Data transfer: vulnerability in AirDrop technology|Danger for Apple owners

Data transfer: vulnerability in AirDrop technology. The danger for Apple owners.The AirDrop technology used in Apple devices for transferring files revealed a serious flaw

The AirDrop technology used in Apple devices for transferring files revealed a serious flaw - you can intercept the subscriber’s personal data during data transfer. This way, attackers will recognize the real phone number of the victim.

AirDrop technology is a convenient tool for owners of Apple devices, allowing you to easily share photos, videos and links between them. However, Hexway cybersecurity experts said that AirDrop had a serious flaw that could be exploited by attackers.

The fact is that the basis of AirDrop is Bluetooth LE, which transmits information in the form of a hash.

Thus, hackers can intercept this information and decrypt it back, having received the real telephone a number of the subscriber.

• If at the same time the user AirDrop also uses the function of transferring a password from Wi-Fi, then in the hands of fraudsters may also be a unique identification number Apple ID and email.

• The head of the security company Errata Security, Rob Graham, confirmed to the Ars Technica portal the existence of this vulnerability, adding that its consequences are not so terrible as they are alarming since in fact, an attacker can get access to personal information without the user's knowledge.

• At the same time, Hexway clarifies that the deficiency found is more a feature of the technology than a vulnerability. At the same time, researchers report that the problem with privacy was found in all versions of the iOS operating system, starting with 10.3.1 (including the beta of iOS 13).

• The website talked to experts to find out what to expect for Apple device owners and whether to start panicking. According to Apple's business manager at Softline, Anton Karpov, within the framework of the Bluetooth LE connection protocol, the iPhone actually sends packets that, in theory, it is possible to listen, catch a hash, convert it and get a phone number.

You may also like

• how to steal money from bank cards: Data Capture by a new way
• FaceApp users at risk: Scammers Target FaceApp Users
• Why the iPhone 2019-20 is doomed: how would the iPhone 11 look
• Vivo Z1 Pro | Complete Public Reviews | Accurate Specification | Price | You need to Know
• The era ended: iPhone sales have fallen to record levels again
• Championship Collapse: Brazilian striker Adriano left Spartak
• Facebook is unexpectedly developing a device that can read minds.

“However, hashing is a complex cryptographic the operation that, by definition, is very difficult to reversible and the source code is so hard to get from the hash that there is simply not enough computing power for this,” Karpov said.

• Nikita Durov, Technical Director of Check Point Software Technologies in Russia and the CIS also believes that the problem with AirDrop described by Hexway is not as critical as it may seem at first glance.
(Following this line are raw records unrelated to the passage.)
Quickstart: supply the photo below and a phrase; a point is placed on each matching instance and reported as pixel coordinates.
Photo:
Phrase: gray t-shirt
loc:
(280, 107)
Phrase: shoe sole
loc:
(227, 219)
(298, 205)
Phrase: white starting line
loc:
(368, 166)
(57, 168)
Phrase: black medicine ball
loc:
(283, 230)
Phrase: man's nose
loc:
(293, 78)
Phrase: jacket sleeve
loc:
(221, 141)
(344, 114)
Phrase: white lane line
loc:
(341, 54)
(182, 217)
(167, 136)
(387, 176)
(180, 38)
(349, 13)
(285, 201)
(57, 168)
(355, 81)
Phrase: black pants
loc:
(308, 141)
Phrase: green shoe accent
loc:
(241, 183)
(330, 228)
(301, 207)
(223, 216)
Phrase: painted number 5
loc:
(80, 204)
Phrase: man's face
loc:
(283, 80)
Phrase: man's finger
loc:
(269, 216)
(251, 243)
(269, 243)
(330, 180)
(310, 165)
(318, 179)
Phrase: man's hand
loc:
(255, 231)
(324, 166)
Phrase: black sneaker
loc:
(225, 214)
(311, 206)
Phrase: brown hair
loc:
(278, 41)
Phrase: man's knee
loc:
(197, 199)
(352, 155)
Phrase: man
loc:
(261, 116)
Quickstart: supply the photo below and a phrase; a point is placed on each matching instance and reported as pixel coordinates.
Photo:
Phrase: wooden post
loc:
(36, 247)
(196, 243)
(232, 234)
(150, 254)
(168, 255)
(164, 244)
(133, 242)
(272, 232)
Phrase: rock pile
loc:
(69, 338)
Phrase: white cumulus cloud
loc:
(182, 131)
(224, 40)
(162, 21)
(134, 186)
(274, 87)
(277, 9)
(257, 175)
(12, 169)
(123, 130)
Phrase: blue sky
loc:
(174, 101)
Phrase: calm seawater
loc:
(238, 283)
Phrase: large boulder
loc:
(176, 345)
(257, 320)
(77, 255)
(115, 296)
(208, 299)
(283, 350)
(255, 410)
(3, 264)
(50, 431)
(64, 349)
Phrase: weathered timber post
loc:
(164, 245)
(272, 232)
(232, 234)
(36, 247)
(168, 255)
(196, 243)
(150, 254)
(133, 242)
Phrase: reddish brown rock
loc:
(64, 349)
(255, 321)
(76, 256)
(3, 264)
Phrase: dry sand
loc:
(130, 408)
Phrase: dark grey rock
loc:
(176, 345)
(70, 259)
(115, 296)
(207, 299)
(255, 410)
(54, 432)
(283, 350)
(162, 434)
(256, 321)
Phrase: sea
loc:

• “Hypothetically, attackers can really identify the device number and other data of the owner. For example, you can find out if a particular device is nearby. But this practice is unlikely to be widespread - it requires to pinpoint hacker work, and this is long enough and may not justify the effort, ”the expert explained.

• The consultant of the Information Security Center of Jet Infosystems, Alexander Gon, pointed out that the danger of disclosing a phone number is equal to the same risks as the possibility of detecting this data through compromised databases.

• "The scenario in which the attacker purposefully tries to obtain personal data in this way is more relevant for top management of large organizations, politicians and other media people," said the source in Gazeta.Ru.

• Nevertheless, even the theoretical possibility of data theft is a threat, for counteracting which a number of precautions can be observed.

“Sometimes AirDrop features can be used to determine a person’s identity.

Another illegal use of AirDrop, which is now in the trend - the so-called "cyber flashing", when people send rudely or indecent photos to strangers in public places.

Our experts recommend setting up AirDrop so that only users from contacts can send content. You can completely disable the AirDrop function if you do not plan to actively use it at the moment, ”recommends Nikolaos Chrysaidos, head of the threat and protection research department for mobile devices at Avast.

At the end of July 2019, one of the Apple contractors told that the company was listening to the conversations that the owner of the Apple gadget had with the Siri voice assistant. As it turned out, the user's voice commands were actually recorded and sent to linguists for analysis in order to improve the quality of the assistant’s work. A week after the scandal, Apple announced the suspension of the Siri quality control program and also allowed users to choose whether to submit their records for analysis or not.